Address
- 150 East La Parra Street Sarita, TX, 78385 United States
- Coordinates: 26°51′47″N 97°41′53″W﻿ / ﻿26.863°N 97.698°W

District information
- Grades: PK–6
- Schools: 1
- NCES District ID: 4825410

Students and staff
- Students: 130 (2023–2024)
- Teachers: 10.77 (on an FTE basis)
- Student–teacher ratio: 12.07:1

Other information
- Website: www.saritaschool.net

= Kenedy County Wide Common School District =

School district in Texas, United States

Kenedy County Wide Common School District is a public school district based in the community of Sarita in unincorporated Kenedy County, Texas, United States. The district has one campus, Sarita Elementary School, which serves students in grades pre-kindergarten through six.

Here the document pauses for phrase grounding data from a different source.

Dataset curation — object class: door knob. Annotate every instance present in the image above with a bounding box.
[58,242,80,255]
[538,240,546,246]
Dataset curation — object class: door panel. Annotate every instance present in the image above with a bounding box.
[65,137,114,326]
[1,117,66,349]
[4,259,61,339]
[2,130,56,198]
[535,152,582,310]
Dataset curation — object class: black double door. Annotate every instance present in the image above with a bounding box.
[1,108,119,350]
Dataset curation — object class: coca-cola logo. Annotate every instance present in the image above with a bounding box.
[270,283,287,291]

Almost all of Kenedy County is within the KCWCSD service area. As of 2001, of the nine Texas counties having only one school apiece, the population of Sarita Elementary School was the smallest.

Students who graduate from Sarita Elementary move on to De La Paz Middle School and Kaufer Early College High School, operated by the Riviera Independent School District, which takes all secondary students from the KCWCSD area.

In 2009, the school district was rated "recognized" by the Texas Education Agency.